Pourquoi avoir choisi de continuer à travailler dans le monde du sport et notamment dans la lutte anti-dopage?
Félicia BALLANGER : Je ne savais pas ce que je voulais faire après ma carrière, je savais juste que je ne voulais pas entraîner. J’ai donc continué mes études tranquillement pendant ma carrière et puis le besoin de découvrir le monde du travail s’est fait sentir. J’ai fait un stage dans mon domaine d’études, et là je me suis aperçue que le milieu sportif c’était quand même un milieu auquel j’étais attachée. Du coup, grâce aux conseils précieux de mon préparateur psychologique, je me suis lancée dans la préparation du Professorat de Sport que j’ai obtenu en 2000.

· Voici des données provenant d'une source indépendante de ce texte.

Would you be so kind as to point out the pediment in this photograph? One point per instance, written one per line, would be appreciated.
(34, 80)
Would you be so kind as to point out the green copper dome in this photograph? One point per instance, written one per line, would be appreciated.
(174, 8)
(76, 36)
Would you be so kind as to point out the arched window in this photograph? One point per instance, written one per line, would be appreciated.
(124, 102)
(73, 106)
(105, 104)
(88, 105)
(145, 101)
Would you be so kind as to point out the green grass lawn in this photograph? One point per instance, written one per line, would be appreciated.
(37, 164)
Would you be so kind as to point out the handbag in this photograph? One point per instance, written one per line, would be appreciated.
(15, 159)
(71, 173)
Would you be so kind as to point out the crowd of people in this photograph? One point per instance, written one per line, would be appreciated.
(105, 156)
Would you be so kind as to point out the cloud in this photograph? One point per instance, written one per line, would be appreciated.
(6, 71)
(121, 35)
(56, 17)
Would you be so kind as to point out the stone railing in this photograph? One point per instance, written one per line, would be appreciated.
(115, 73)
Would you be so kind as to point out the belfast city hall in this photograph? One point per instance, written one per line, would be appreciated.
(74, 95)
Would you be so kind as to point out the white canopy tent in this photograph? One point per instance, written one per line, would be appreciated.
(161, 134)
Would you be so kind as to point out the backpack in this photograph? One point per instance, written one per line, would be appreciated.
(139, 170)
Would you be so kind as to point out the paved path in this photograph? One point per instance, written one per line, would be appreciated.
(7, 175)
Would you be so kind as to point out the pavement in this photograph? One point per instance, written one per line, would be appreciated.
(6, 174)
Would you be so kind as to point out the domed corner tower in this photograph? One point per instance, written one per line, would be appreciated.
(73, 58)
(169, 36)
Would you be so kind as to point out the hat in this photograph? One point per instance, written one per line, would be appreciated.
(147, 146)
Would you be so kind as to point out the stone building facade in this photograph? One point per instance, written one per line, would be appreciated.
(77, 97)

J’ai fait le choix d’être plutôt dans la voie administrative et naturellement on m’a confié les missions de suivi du sport de haut niveau et de la lutte antidopage. Ces deux missions me tiennent à cœur bien évidemment car j’aime la performance sportive mais propre. C’est très intéressant d’avoir une action sur des sportifs qui seront amenés à performer de la bonne manière, c’est contribuer à valoriser la beauté du sport.

À quels obstacles avez-vous été confrontée du fait de votre statut de femme ?
Félicia BALLANGER : Sincèrement je trouve que, sur la piste, à contrario de la route, nous avons toujours été considérées comme les garçons et je n’ai pas souffert de cela.
Certainement le fait que nos épreuves sont combinées à celles des hommes et que nous n’étions jamais isolées. Nous avons profité du même traitement médiatique et des mêmes conditions d’entraînements.

Où en est le cyclisme féminin à l’heure actuelle ?
Félicia BALLANGER : Je trouve que les choses ont bien évoluées, sur la Route notamment, et c’est très bien. Les mentalités ont évolué par rapport au sport féminin en général. Je crois vraiment que l’on est sur la bonne voie et je pense qu’il faut faire que le cyclisme masculin et le féminin évoluent ensemble, même si ça n’est pas toujours évident.